Frederic J. Brown/AFP/Getty Images
Workers ride past cooling towers at a coal-fired power plant on the outskirts of Beijing. Such power plants are at the center of a debate about the future of energy production in China and the U.S.
Frederic J. Brown/AFP/Getty Images
Next Monday, governments of some of the world's biggest emitters of greenhouse gases are scheduled to announce how much they'll limit the emissions that warm the planet. That's the deal they made at the Copenhagen climate conference in December.
No matter what cuts they promise, they'll all have to take a long, hard look at how much coal they use.
It used to be that coal was king in the U.S. But now, coal is guo wang — that's "king" in Chinese.
"Coal is 80 percent of all power generation in China," says Richard Morse, an energy analyst at Stanford University. "And the Chinese use of coal is really one of the largest drivers of global coal consumption and, hence, global emissions."
The Top Source Of Greenhouse Gases
Coal is the biggest single source of greenhouse gases. China and India are now huge consumers of coal, and their appetite is growing. "As long as economic development is a priority," says Morse, "I think climate takes a back seat, and in that situation, coal is going to win every time."
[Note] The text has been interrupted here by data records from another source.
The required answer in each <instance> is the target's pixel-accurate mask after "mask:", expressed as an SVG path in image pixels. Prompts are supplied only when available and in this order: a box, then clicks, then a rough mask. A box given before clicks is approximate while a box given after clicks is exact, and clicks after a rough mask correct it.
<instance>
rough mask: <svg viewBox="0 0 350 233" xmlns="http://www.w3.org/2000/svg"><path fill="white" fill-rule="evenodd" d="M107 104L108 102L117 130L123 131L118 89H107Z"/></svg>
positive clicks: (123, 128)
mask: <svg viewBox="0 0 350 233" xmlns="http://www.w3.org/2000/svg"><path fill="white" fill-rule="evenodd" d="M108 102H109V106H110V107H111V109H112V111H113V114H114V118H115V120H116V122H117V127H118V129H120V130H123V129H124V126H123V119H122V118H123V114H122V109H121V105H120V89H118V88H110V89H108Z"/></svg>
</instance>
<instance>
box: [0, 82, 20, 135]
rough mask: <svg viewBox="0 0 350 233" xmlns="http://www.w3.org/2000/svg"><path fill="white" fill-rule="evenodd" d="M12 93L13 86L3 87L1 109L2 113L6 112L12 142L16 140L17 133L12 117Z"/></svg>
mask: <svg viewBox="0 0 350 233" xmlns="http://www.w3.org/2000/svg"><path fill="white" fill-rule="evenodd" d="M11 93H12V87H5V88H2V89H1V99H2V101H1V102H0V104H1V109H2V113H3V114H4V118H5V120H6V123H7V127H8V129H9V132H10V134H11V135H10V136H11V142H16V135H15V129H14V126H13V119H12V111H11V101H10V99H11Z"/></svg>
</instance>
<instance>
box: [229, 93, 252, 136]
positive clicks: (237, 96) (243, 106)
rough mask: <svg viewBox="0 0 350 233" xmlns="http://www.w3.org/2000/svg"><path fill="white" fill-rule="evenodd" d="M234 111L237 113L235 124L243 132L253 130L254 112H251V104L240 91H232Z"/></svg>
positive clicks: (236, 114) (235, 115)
That's the conventional wisdom. But the deal made in Copenhagen may change all that. By Monday, as many as two dozen countries will have listed their emissions targets. China and the U.S. — the two biggest coal users — are leading the group. India is expected to join them, and so will South Africa — a major coal exporter.
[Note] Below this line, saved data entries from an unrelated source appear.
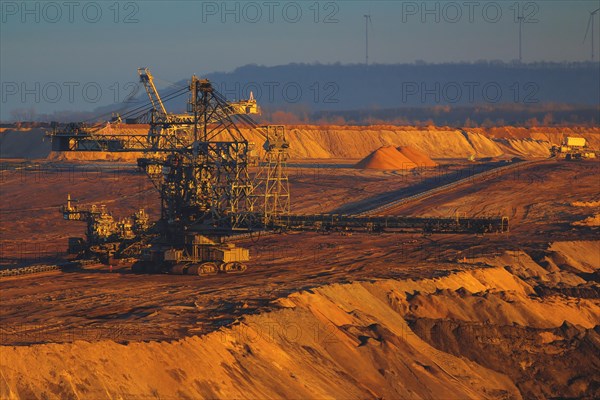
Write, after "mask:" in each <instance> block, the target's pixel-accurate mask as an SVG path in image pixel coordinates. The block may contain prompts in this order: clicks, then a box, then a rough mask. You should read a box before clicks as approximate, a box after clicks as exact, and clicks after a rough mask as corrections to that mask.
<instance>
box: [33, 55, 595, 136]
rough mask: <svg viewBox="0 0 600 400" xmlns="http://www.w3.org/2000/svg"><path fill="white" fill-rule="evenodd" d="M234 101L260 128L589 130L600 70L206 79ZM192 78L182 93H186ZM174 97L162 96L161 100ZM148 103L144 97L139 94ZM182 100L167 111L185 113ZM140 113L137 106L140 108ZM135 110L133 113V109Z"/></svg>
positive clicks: (219, 74)
mask: <svg viewBox="0 0 600 400" xmlns="http://www.w3.org/2000/svg"><path fill="white" fill-rule="evenodd" d="M204 77H206V78H208V79H210V80H211V81H212V82H213V84H214V86H215V87H216V88H217V89H218V90H219V91H220V92H221V93H223V94H224V95H225V96H226V97H227V98H228V99H230V100H238V99H242V98H248V97H249V95H250V92H252V94H253V96H254V97H255V98H256V99H257V100H258V102H259V104H260V106H261V107H262V110H263V115H262V118H261V119H262V121H261V122H279V123H321V122H322V123H342V124H343V123H347V122H351V123H355V124H369V123H378V122H392V123H401V124H418V123H420V122H423V123H426V124H427V123H435V124H438V125H464V126H470V125H472V126H481V125H485V126H491V125H505V124H512V125H525V124H528V125H529V126H535V125H537V124H541V123H543V124H545V125H550V124H578V125H580V124H586V125H591V126H595V125H597V124H598V123H599V122H600V121H599V118H598V115H600V108H599V107H600V106H599V104H600V66H599V65H598V63H589V62H584V63H535V64H509V63H502V62H480V63H462V64H397V65H372V66H369V67H368V68H367V67H365V66H364V65H340V64H332V65H320V64H316V65H309V64H289V65H282V66H274V67H266V66H258V65H246V66H243V67H240V68H237V69H236V70H234V71H232V72H214V73H209V74H207V75H205V76H204ZM187 79H189V78H187V77H185V79H182V80H181V81H179V82H177V85H181V86H185V85H187ZM171 92H172V89H165V90H163V91H161V93H162V94H163V95H166V94H167V93H171ZM138 99H139V101H140V102H145V101H146V98H145V93H143V91H140V92H139V94H138ZM185 100H186V99H184V98H179V99H177V101H172V102H169V103H167V108H168V109H169V110H170V111H172V112H182V111H183V110H184V109H185ZM138 105H139V104H138ZM130 106H131V105H130ZM122 107H123V104H120V105H113V106H105V107H100V108H98V109H96V110H94V112H93V113H89V114H88V115H82V113H78V114H75V113H68V112H66V113H55V114H54V115H51V116H39V118H37V120H44V119H45V120H51V119H56V120H60V121H66V120H69V119H71V118H72V119H71V120H79V119H84V118H83V117H84V116H85V117H86V118H90V117H93V116H94V115H100V114H105V113H109V115H110V112H111V111H114V110H118V109H120V108H122Z"/></svg>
So it's governments whose economies depend on coal who are now driving climate diplomacy by saying that they'll cut their greenhouse gas emissions.
And that means these countries will have to wrestle with the coal conundrum — we can't live without it, but we can't live with it.
China Could Benefit From Alternative Fuels
One energy expert who's watched this unfold is Trevor Houser, with the research firm RHG in New York. Houser advised the U.S. climate team in Copenhagen. He says China actually might like to get off the coal train.
"The coal in China is mined primarily in the northwest of the country, but the demand for that coal is in the east, and getting that coal from the mine to the power plant on the coast is a challenging and expensive undertaking," Houser says.
Two years ago, an epic snowstorm shut down that supply chain. Power went out for millions of Chinese. Even China's trains stood still, stranding tens of thousands of people — and a lot of coal.
Houser says it's the lack of a reliable and cheap way to transport coal that is pushing China to look for alternatives fuels.
A Politically Risky Endeavor
As for the other big consumer of coal — the U.S. — the Obama administration has pledged to encourage more green energy from things like wind and solar power, and to subsidize more efficient use of energy. But as energy economist Henry Jacoby of MIT points out, displacing coal is politically risky.
"There are something like 22 states in the U.S. that have some level of coal production," Jacoby says. "And, of course, that's not all the states that care about it, because there are a number of other states whose electric power systems are heavily dependent on coal."
Jacoby points out something that politicians are loath to admit: Switching away from coal, which is cheap so long as its negative environmental effects aren't counted, will cost some consumers more on their utility bills.
But the Obama administration thinks there's an answer: clean coal. That means extracting hydrogen and carbon monoxide from the coal to make syngas, a fuel that can be used to make electricity without emitting carbon dioxide into the atmosphere. The Department of Energy is spending $404 million this fiscal year to figure out how to do that. The Chinese government is also investing in the technology.
So, if coal does remain a big part of the energy mix for a few decades more, it may be by virtue of a new, untested technology whose final cost can only be guessed at.